If you did reserve the car with a credit card and prepaid it, they will most likely insist on seeing the card that you used to pay for the car as well.
Upon returning the rental car, you’re mostly asked if you want to leave any charges not yet paid for at the start of the rental period on the card you left them to take a hold on. In that case, you do have the option to have them charge these on a different card.
If you’re not happy with the car they gave you
If you’re unhappy with the car for whatever reason, you can change the car for another one of the same class -or they’ll happily sell you an upgrade just as well-. If you’re still in the parking lot of the rental agency: just go to their office to make it happen. You can do this even after you drove off of their lot: just call the rental agency and arrange for a swap before driving there.
International driver’s license
It probably depends on the language and model of your driver’s license how much this is needed. If you do have an international driver’s license, take it along, especially if your real driver’s license is not in English, as you never know if a police officer might want to see it.
For Europeans: in general, the rental agents do not want to see your international driver’s license. They want your real one. In recent years there are no more issues with driver’s licenses that do not expire and/or have no home address on them. But be prepared to explain how it works back home and have alternate forms of government-issued photo IDs that do expire and do have your address on it ready to show them as needed.
Insurances for international tourists
Most likely your own car insurance will not cover the least bit of a rental car. So, you do want some protection:
- You do not want to pay for the car if you damage it, or if it gets stolen, make sure the insurance for that is covered.

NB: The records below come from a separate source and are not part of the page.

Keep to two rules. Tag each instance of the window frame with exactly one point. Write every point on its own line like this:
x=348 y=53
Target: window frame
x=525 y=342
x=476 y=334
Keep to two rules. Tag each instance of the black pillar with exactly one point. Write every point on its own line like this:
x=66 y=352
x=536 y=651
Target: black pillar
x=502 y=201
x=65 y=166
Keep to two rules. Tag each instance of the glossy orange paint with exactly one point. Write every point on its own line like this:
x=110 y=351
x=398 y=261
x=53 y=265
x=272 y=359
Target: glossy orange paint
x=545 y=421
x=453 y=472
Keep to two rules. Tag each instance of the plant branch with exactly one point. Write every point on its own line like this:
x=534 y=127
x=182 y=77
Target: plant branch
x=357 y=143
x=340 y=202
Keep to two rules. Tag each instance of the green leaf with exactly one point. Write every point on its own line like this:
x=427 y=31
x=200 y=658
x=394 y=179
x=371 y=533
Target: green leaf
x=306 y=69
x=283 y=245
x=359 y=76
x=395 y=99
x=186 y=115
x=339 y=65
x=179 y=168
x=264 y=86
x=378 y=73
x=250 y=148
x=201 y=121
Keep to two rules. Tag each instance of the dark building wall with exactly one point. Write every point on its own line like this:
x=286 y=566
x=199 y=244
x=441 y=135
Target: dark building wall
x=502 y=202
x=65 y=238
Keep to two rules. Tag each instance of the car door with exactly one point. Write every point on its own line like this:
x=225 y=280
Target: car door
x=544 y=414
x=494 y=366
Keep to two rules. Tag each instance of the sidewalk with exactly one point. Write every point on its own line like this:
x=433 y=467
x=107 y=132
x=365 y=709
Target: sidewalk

Not having this insurance can also expose you to the risk of having to pay not just for the replacement value of the car, but also for the loss the rental agency incurs from not being able to rent the car to others after you should have returned it.
- You do not want to have to pay the (gigantic) amounts awarded by the US courts to people you might hit in an accident, so make sure your liability is covered.
Take extra care with this insurance to figure out from the fine print what the maximum this insurance will pay to victims is. If this maximum is rather low, you still run risks, but might end up with a better price for the insurance.
The names of these insurances change between rental companies. Sometimes the rental agencies will include them on their own depending on your home address, sometimes they won’t.
These insurances are not cheap.
People living in the US might have existing insurances that make them avoid these insurances. If you live outside the US, there is only an incredibly small chance you’re covered unless you make sure to get these from the car rental agency.